There are several possible explanations for the differences in recall rates between the 2 countries. Much higher rates of US malpractice lawsuits that focus on missed breast cancer diagnoses27provide a strong incentive to increase sensitivity at the expense of specificity, possibly leading US radiologists to recall women when they identify a finding with a low likelihood of cancer.25,28 In addition, US physicians must read only 480 mammograms annually to fulfill Mammography Quality Standards Act requirements,15 while radiologists in the United Kingdom are required to read at least 5000 mammograms annually29 and on average, radiologists interpret 5 to 7 times their US counterparts. Furthermore, although more than 90% of programs in the United Kingdom use double reading, this practice is much less common in the United States. Although the exact impact of double reading remains uncertain, some evidence shows that double reading by consensus or arbitration, as used in the United Kingdom, raises detection rates and decreases recall rates.30,31 Another consideration is the higher centralization of mammogram reading in the United Kingdom, as well as a less mobile population, which might make prior mammograms more readily available for comparison when interpreting results. Although the latter difference might reduce recall rates for subsequent mammograms,32,33 it does not account for higher recall rates for first screening mammograms.

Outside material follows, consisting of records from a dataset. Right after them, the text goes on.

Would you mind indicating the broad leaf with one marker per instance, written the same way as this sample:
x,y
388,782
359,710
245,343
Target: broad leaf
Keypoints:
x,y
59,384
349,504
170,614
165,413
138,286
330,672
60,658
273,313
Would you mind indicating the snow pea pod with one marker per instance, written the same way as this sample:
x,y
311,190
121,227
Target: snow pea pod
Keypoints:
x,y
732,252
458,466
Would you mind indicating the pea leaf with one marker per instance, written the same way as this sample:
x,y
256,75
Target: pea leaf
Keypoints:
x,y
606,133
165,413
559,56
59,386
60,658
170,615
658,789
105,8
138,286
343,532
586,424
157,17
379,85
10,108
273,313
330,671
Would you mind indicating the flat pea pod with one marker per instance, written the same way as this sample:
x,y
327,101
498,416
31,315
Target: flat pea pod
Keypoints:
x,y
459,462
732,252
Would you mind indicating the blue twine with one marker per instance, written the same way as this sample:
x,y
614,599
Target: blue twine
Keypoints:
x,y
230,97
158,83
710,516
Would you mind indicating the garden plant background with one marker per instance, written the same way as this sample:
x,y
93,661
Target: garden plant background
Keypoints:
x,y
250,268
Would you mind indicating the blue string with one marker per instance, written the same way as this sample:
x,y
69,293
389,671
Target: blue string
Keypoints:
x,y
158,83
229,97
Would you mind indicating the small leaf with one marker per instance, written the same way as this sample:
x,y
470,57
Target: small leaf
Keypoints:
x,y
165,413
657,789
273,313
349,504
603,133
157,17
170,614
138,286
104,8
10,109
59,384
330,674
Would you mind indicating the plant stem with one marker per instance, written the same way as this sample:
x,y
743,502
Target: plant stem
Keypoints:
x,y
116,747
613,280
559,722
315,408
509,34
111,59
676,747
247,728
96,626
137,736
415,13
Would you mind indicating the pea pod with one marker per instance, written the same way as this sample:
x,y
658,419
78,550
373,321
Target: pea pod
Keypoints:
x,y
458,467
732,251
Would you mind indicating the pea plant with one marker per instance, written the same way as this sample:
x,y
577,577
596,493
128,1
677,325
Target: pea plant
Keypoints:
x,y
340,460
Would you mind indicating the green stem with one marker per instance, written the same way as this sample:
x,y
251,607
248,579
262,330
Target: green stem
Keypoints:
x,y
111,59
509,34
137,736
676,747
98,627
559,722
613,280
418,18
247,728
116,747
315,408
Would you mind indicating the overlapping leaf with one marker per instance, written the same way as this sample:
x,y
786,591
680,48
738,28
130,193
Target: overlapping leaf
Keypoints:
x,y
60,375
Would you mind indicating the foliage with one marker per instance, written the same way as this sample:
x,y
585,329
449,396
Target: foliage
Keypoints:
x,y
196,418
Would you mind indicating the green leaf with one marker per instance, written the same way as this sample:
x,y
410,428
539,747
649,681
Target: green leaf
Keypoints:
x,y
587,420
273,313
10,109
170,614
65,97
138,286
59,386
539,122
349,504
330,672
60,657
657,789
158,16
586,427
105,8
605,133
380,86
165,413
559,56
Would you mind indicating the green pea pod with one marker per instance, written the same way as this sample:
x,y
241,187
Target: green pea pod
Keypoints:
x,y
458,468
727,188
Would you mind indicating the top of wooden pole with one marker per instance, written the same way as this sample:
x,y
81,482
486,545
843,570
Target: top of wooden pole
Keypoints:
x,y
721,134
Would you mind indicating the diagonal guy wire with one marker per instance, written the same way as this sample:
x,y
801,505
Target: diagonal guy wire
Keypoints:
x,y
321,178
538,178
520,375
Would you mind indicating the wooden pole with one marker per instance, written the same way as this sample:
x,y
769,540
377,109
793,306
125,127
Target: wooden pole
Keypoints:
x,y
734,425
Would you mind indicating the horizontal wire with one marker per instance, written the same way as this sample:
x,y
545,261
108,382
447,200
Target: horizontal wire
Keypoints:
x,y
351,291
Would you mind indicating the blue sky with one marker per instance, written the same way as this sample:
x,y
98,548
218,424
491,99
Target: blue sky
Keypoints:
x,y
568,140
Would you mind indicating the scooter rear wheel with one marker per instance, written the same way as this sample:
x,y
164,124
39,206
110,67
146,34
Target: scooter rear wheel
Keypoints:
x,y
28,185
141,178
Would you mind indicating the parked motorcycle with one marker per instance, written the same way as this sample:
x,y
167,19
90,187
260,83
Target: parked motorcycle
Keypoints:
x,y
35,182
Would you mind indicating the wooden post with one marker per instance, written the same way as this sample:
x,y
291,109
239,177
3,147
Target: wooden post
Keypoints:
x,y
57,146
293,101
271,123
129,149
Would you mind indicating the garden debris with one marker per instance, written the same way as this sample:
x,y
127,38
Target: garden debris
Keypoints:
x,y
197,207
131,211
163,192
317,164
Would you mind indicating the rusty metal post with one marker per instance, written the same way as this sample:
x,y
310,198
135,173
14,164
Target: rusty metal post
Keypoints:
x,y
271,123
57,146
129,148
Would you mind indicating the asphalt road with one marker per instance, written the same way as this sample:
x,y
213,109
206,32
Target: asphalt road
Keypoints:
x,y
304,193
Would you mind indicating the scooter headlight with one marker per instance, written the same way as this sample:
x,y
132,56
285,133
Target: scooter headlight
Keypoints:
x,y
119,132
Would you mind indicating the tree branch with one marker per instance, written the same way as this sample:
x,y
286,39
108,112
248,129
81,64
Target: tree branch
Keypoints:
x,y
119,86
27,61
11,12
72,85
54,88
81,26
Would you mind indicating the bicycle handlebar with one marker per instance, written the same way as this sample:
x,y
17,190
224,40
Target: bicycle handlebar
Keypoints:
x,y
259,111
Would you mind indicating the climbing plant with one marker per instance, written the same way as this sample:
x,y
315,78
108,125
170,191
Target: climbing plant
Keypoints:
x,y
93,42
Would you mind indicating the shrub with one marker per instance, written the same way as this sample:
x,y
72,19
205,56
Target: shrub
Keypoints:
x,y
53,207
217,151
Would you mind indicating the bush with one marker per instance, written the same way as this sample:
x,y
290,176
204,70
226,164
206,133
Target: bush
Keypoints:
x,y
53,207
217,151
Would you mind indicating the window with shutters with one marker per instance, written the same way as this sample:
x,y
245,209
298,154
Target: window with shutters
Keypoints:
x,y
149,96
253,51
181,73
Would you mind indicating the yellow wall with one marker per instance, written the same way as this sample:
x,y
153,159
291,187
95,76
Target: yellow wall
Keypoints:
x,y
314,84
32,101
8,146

Most importantly, quality assurance standards for the NHSBSP programs are set nationally and are regularly monitored through a quality assurance network. Ranges of acceptable data for recall, biopsy, and cancer detection rates have been established and an organized program operates at the local and national levels to monitor and achieve these targets.5,29 All screening programs in the United Kingdom receive data that enable a comparison of their recall and cancer detection rates with other programs. Both programs and individual radiologists below a minimum standard are subject to quality assurance scrutiny. In contrast, the United States has only voluntary guidelines34 and there is no national organization to collect or monitor data to promote high levels of performance. Finally, an organized program of professional development in the United Kingdom specifically provides instruction and individual feedback regarding recall and cancer detection rates by using a set of test mammography cases called PERFORMS.35 Although not compulsory, 85% of mammographers from the United Kingdom participated in this test in 2001. Continuing medical education is a requirement for US radiologists but the actual content is not uniformly organized and almost never targets specific recall or cancer detection rates.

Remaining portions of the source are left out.